The Court of Appeal went on to make the point that a general civil restraint order may be needed so as to avoid any argument as to whether a particular fresh process is or is not caught by an extended civil restraint order in a case in which there is concern that the litigant would seek to formulate proceedings in such a way as to raise an argument that he did not need leave.
Taking into account those authorities and guidance, it seems to me, first of all, that this is a case in which it is necessary for the court to make a civil restraint order against Mrs. Moosun. The long and tortured history of the litigation which Mrs. Moosun has instituted to challenge the possession proceedings taken by the bank by every means legitimately and illegitimately available to her, indicates very forcibly that Mrs. Moosun is a litigant who is simply not prepared to take “no” for an answer.
Mrs. Moosun has made repeated applications and issued proceedings in her own name (and in the names of her children and her pets) against the bank, its advisers, and a number of other people who have become involved in the possession proceedings and the auction leading to the sale of her house. As I have indicated, a considerable number of those claims and applications have been held to be totally without merit. Some have also been issued in breach of a previous limited civil restraint order made against her in the county court. I consider that it is right to characterise her conduct as persistently issuing claims or making application which are totally without merit.
The history that I have recited also indicates that Mrs. Moosun is in the habit of bringing proceedings in different forms and in different tribunals. Many of her claims and applications do not make clear the basis of her complaints and make unparticularised allegations, including allegations of fraud and conspiracy, against a wide range of people.

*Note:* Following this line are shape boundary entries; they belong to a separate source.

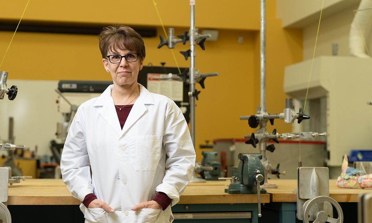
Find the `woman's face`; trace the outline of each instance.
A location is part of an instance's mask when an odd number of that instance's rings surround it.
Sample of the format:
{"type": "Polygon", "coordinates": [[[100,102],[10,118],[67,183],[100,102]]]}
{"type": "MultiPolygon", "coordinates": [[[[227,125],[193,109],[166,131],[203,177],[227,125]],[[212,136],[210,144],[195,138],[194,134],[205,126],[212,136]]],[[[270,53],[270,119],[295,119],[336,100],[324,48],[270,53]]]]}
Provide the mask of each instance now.
{"type": "MultiPolygon", "coordinates": [[[[125,56],[129,54],[137,52],[128,49],[117,49],[115,51],[112,51],[110,50],[108,55],[115,54],[125,56]]],[[[108,72],[111,74],[114,84],[122,87],[129,87],[137,84],[140,67],[142,68],[143,64],[143,60],[141,61],[139,57],[137,61],[134,62],[128,62],[124,57],[118,64],[112,63],[107,58],[102,59],[102,61],[106,71],[109,71],[108,72]]]]}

She also appears to be labouring under a considerable misapprehension as to the appropriate scope of relevant legislation and of the proper procedures of litigation as indicated by the involvement of her children and her pets in proceedings.
In these circumstances it seems to me that Mrs. Moosun is one of those very rare litigants for whom an extended civil restraint order would not be sufficient or appropriate, and that it is necessary to make a general civil restraint order against her. I think it would be impossible to construct an extended civil restraint order in a form which would be clearly capable of catching whatever new proceedings that Mrs. Moosun may dream up. The very fact that she is prepared to make unparticularised and wide-ranging allegations of a conspiracy against her by the judges who have been involved in dealing with her and the professionals involved in the sale of her house indicates to me that, unless a restraint is made in general form, it is likely that she will try to find ways of evading the restraint. I also do not think that she should be given any encouragement to evade the restrictions of an extended civil restraint order in the way that she ignored or evaded the limited civil restraint order previously made against her in the County Court.
I do not regard the making of a general civil restraint order against Mrs. Moosun at this juncture as being in any way draconian or disproportionate; indeed, the long history of litigation that I have outlined indicates that it is a necessary and appropriate step to take to stop the drain on the resources of the courts caused by Mrs. Moosun. There is no evidence before me that Mrs. Moosun has any other genuine claims that she wishes to bring or pursue.
In those circumstances, it seems to me that it is appropriate for there to be a general civil restraint order so that Mrs. Moosun will be obliged to apply to a judge on paper for permission to bring any form of proceedings in the High Court or any County Court. I propose to make a general civil restraint order against Mrs. Moosun for the period of two years and I will hear counsel on any particular features that need to be addressed in drafting the order.